Hameau de Pine Bluffs en 1868 !
Mon parcours mène en aval de Pole Creek, avec des routes roulables sur probablement la moitié de la distance, des falaises basses, rocheuses, bordent les deux côtés de l'étroite vallée et mènent au-delà à des prairies élevées et roulantes. Le long de ces falaises rocheuses, les Indiens avaient coutume de provoquer la débandade de troupeaux de bisons, qui tombant des falaises abruptes, étaient tués par centaines, procurant ainsi abondance de boeuf pour le long hiver. Il n'y a pas de bisons ici maintenant – ils ont disparu avec les indiens – et je n'aurai jamais la chance d'ajouter un bison à ma liste de trophés de ce voyage. Mais ils ont laissé quantité de traces tangibles derrière eux, sous forme d'empreintes profondément érodées conduisant des falaises jusqu'à la crique.
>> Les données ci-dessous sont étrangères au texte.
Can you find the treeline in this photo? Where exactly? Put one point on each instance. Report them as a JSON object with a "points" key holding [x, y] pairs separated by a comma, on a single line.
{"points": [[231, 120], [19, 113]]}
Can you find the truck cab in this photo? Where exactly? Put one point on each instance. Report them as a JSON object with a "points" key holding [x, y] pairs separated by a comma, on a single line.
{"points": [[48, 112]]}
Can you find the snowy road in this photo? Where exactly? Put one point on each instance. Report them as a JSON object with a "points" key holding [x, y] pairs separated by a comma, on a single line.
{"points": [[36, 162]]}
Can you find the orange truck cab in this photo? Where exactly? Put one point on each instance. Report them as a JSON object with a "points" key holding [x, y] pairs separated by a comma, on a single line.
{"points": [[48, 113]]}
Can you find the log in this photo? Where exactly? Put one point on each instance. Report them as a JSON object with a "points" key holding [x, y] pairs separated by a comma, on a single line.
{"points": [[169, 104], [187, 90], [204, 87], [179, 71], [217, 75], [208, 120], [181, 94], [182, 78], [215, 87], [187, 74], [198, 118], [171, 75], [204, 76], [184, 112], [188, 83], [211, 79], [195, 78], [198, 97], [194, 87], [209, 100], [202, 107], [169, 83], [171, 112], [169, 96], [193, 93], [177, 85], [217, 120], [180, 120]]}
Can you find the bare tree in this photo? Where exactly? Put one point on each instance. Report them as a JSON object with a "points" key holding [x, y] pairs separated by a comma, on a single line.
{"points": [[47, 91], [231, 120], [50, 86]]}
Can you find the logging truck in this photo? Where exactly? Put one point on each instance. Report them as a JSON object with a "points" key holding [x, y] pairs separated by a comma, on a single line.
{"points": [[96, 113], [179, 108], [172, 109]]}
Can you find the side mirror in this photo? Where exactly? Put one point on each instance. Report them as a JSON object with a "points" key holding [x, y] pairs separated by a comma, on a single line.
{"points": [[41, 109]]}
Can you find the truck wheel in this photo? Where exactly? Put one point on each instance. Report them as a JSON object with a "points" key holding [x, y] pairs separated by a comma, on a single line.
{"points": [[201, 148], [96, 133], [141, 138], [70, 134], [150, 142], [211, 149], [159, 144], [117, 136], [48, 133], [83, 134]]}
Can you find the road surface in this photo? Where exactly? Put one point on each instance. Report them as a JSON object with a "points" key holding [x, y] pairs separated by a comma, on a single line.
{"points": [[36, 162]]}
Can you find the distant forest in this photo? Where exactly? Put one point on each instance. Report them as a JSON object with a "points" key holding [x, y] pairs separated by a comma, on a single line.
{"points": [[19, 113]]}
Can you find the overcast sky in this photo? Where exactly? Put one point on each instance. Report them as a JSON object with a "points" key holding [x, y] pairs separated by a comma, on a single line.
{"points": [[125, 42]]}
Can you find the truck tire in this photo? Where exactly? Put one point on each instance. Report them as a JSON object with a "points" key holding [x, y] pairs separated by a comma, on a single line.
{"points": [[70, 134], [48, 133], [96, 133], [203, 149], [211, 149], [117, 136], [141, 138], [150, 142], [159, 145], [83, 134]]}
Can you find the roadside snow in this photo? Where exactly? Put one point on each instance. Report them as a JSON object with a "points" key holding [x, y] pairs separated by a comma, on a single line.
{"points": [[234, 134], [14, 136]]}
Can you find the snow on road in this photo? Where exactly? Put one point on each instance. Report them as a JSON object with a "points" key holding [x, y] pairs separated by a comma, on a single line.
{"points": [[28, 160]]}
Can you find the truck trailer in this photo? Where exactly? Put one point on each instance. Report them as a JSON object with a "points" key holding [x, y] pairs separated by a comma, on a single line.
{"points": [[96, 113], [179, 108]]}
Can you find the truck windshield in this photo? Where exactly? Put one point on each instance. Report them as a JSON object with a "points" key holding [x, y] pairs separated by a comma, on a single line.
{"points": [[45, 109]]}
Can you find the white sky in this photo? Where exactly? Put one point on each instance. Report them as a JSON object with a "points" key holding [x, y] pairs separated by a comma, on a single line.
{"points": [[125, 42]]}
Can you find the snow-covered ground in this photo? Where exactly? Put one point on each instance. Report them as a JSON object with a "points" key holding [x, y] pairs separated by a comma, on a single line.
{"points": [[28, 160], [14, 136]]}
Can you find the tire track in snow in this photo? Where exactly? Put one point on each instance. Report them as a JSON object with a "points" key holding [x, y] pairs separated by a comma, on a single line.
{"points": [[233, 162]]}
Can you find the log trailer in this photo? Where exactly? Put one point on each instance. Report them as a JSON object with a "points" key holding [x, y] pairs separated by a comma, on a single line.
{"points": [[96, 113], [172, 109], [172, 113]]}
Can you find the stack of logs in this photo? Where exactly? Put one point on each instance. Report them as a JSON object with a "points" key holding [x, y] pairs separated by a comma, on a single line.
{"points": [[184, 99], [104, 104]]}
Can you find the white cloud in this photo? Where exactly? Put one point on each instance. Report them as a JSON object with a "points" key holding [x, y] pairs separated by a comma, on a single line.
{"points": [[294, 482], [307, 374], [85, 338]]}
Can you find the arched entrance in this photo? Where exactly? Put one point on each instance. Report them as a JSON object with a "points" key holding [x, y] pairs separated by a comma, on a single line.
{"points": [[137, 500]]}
La prairie est par ici richement pailleté de fleurs de toutes les couleurs qui remplissent l'air du matin d'un parfum plaisant. L'air est doux et embaumé, en contraste frappant avec l'atmosphère froide tôt le matin dans la région montagneuse, où les neiges accumulées de mille hivers exercent leur influence refroidissante en opposition avec les rayons bénins du vieux soleil. Ce soir, je passe par « Prairie-dog City » [[ Ndt : la Ville des Chiens de Prairie ]] la plus grande congrégation de logements de chiens de prairie rencontrée pendant le voyage. La « ville » couvre des centaines d'acres de terre, et les chiens sortent en de telles multitudes pour présenter leurs protestations bruyantes et nerveuses contre mon intrusion, que je me considère comme tout à fait dans mon droit de tirer sur eux. J'en touche un en plein dans le mille, mais il disparait comme un éclair dans son trou, qui maintenant devient sa tombe. Les mouvements vifs comme des flèches du chien de prairie, et sa disposition instinctive pour son foyer, combinent pour accomplir les derniers tristes rites d'enterrement de son corps défunt. Alors que, la nuit venant, j'approche de Potter [[ Ndt : Potter est une bourgade du Nebraska, née en 1870 avec l'arrivée du chemin de fer ; son nom vient du général Potter, un actionnaire du chemin de fer. Source : https://en.wikipedia.org/wiki/Potter,_Nebraska ]], où j'espère un hébergement pour la nuit, une tempête vient de l'ouest en mugissant, et ça se termine rapidement par une course entre moi et la tempête. Sur une bonne route bien roulante je pourrais gagner la course ; mais handicapé par un chemin inroulable presque dissimulé sous des herbes hautes et luxuriantes, la tempête me rattrape, et arrive à Potter en vainqueur par environ 300 longueurs.
Dans la matinée, je démarre par beau temps, à proximité de Sidney la route devient meilleure et je fais mon entrée dans cette ville dynamique à une vitesse soutenue. Je décide de rester à Sidney pour le dîner, et passe le reste de la matinée à visiter le fort voisin [[ Ndt : Fort Sidney ]].